Risk and Organizational Culture
Risk dynamics vary across types of organizations. Family-run businesses balance a very different set of shareholder interests than public companies might. Generational differences within families will come into play and need to be resolved. A large “legacy” firm that has always done things a certain way likely is more risk-averse in unhealthy ways that paradoxically create more risk by stifling innovation. By contrast, a start-up firm—particularly one in a “hot” industry that has attracted a lot of capital—may be innovative and creative but dangerously risk-seeking.
Two companies of similar sizes and at comparable stages in their development may have very different risk cultures rooted in their CEO and board’s attitudes, the decisions that they have made about acceptable risk behaviors, their organizational structures, the processes for assessing and managing risks, and the framework for determining acceptable risk.
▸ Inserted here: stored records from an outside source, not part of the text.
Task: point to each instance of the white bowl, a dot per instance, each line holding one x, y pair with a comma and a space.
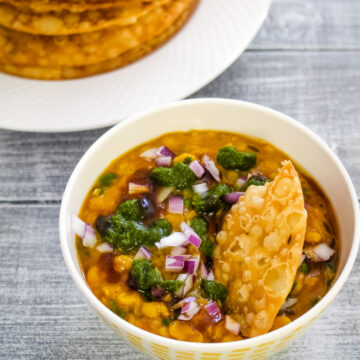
307, 149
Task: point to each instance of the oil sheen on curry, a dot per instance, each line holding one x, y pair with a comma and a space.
207, 236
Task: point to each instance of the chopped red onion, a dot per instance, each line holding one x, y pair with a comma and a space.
149, 154
212, 309
164, 151
211, 276
204, 271
211, 168
288, 303
197, 169
164, 161
175, 239
143, 253
303, 256
178, 250
138, 189
174, 263
182, 302
200, 188
232, 325
241, 181
84, 231
232, 198
163, 193
191, 265
189, 310
176, 204
319, 253
104, 247
190, 234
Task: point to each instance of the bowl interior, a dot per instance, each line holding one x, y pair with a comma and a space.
295, 140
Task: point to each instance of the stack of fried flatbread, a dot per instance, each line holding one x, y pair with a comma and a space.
65, 39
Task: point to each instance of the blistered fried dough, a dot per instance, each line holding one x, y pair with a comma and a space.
41, 6
259, 250
66, 22
86, 49
77, 72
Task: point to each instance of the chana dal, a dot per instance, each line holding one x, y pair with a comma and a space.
207, 236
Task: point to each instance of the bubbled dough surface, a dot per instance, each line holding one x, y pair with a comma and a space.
253, 258
56, 73
41, 6
22, 49
66, 22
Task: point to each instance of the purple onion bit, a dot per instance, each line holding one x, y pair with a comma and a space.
232, 198
174, 263
176, 204
165, 151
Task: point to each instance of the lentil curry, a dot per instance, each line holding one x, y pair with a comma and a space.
159, 240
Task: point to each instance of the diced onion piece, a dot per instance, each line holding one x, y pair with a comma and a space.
232, 325
174, 263
138, 189
189, 310
175, 239
288, 303
176, 204
84, 231
163, 193
149, 154
164, 161
187, 286
104, 247
178, 250
232, 198
211, 168
241, 181
212, 309
197, 169
143, 253
182, 302
200, 188
206, 274
211, 276
318, 253
164, 151
191, 265
190, 234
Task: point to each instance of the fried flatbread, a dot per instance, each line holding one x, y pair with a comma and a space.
259, 250
78, 72
86, 49
66, 22
41, 6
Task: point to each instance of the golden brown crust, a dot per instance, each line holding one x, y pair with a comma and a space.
57, 73
259, 250
41, 6
66, 22
28, 50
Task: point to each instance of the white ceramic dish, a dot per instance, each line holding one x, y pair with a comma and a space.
215, 36
302, 145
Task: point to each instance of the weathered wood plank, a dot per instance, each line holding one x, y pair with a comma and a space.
321, 90
308, 24
43, 315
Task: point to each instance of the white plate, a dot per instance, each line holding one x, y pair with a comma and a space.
211, 41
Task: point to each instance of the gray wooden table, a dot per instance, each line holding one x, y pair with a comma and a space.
304, 62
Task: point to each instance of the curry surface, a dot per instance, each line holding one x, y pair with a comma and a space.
107, 273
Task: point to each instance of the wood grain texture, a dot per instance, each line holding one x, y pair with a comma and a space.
305, 62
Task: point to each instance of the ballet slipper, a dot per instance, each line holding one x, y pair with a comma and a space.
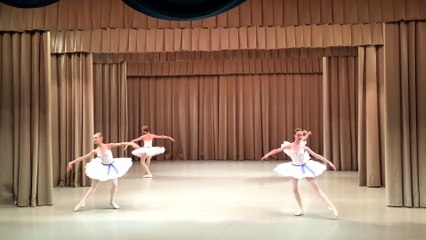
299, 213
79, 205
334, 210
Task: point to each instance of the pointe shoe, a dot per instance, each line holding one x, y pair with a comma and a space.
79, 205
114, 205
334, 210
299, 213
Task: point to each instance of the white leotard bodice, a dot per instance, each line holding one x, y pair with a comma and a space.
107, 157
298, 158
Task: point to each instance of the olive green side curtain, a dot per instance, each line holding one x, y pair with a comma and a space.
25, 124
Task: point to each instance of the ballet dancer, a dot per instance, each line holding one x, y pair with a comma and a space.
302, 166
146, 152
104, 167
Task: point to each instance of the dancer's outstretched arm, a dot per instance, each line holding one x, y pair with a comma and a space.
163, 137
126, 144
69, 166
275, 151
317, 156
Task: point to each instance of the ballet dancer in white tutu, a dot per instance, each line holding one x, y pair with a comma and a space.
302, 166
146, 152
104, 167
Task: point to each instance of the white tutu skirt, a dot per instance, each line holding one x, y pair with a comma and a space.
309, 169
95, 169
150, 151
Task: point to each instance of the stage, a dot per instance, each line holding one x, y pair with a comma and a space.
216, 200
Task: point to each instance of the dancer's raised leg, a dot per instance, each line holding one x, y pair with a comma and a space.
294, 185
114, 188
322, 195
145, 167
91, 190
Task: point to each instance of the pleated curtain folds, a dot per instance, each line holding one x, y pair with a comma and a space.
72, 115
25, 126
228, 117
110, 101
405, 113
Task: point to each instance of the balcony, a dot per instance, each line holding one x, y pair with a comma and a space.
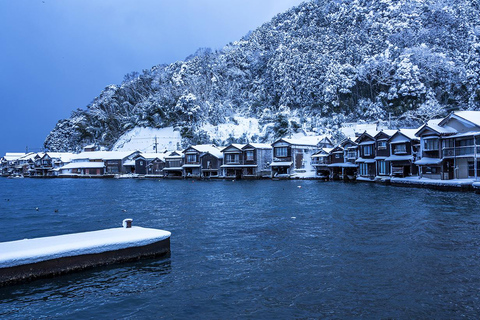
460, 151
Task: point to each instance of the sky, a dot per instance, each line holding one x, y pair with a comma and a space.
57, 55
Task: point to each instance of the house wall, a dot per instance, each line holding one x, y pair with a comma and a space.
141, 166
113, 166
264, 158
462, 165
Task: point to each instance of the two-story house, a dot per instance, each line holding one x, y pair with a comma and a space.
173, 165
366, 155
449, 147
403, 147
342, 160
202, 161
382, 149
292, 156
150, 163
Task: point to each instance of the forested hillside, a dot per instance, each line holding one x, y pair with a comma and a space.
321, 63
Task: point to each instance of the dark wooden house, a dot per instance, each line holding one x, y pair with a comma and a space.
403, 147
366, 155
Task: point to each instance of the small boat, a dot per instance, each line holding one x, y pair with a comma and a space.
29, 259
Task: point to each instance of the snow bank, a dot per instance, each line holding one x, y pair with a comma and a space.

In mergers and acquisitions, failing to recognize risk culture can doom the new organization.
The bigger companies get, the more convoluted internal risk dynamics get, particularly when they buy or merge with each other, and even more so when they are of different sizes or maturities. When a legacy financial services firm, full of change-averse Baby Boomers, buys a fintech start-up full of raring-to-go Gen Zs and millennials, keeping the start-up as a separate division with its own culture may be a much better option than trying to get the start-up’s culture to conform to that of the bigger firm that bought it. A big corporation whose employees are not as comfortable with change and uncertainty could very easily stifle the innovation and creativity that are essential to the value of the start-up it buys. Indeed, it may be best to reconsider whether or not such a merger makes sense at all
Reshaping Your Risk Relationship
Every decision you make involves weighing risks, even if you might not think of them that way. Even if it’s as mundane as taking a chance on a new recipe for dinner, every time you use your imagination and step out of your comfort zone, the more you use a risk lens to weigh the dilemmas you face, the less daunting they will become. Once you realize you take risks every day, you get better at approaching each one decisively. Recognize and reward yourself for that. Meanwhile, you’ll become savvier and more confident about stepping up when it comes to bigger and bigger risks.
Take a moment to think about the risk fingerprints of the people around you and ask how their perspectives affect your risk relationship. Your peers matter. Make it a habit of doing a temperature check from time to time to be sure that the risk habits and attitudes of the people around you support good risk decisions and behaviors—and make sure you spend more time with the people who lift you up instead of drag you down.
Good habits include making sure your actions and relationships are consistent with your values and motivation; looking at your decisions through a risk lens; making sure you get out of your comfort zone from time to time; and creating a risk portfolio so that you know you have safety in some parts of your life that give you the freedom to take the right risks even when they feel uncomfortable. The people around you can help you to reinforce these habits.
Ultimately, joining or creating a supportive group reduces the risks in your life because your circle gives you a chance to avoid blundering forward blindly or falling in with a crowd who leads you to take the kind of risks you don’t want or need; to connect you to resources that can support you; and ultimately, to get better at navigating an uncertain world.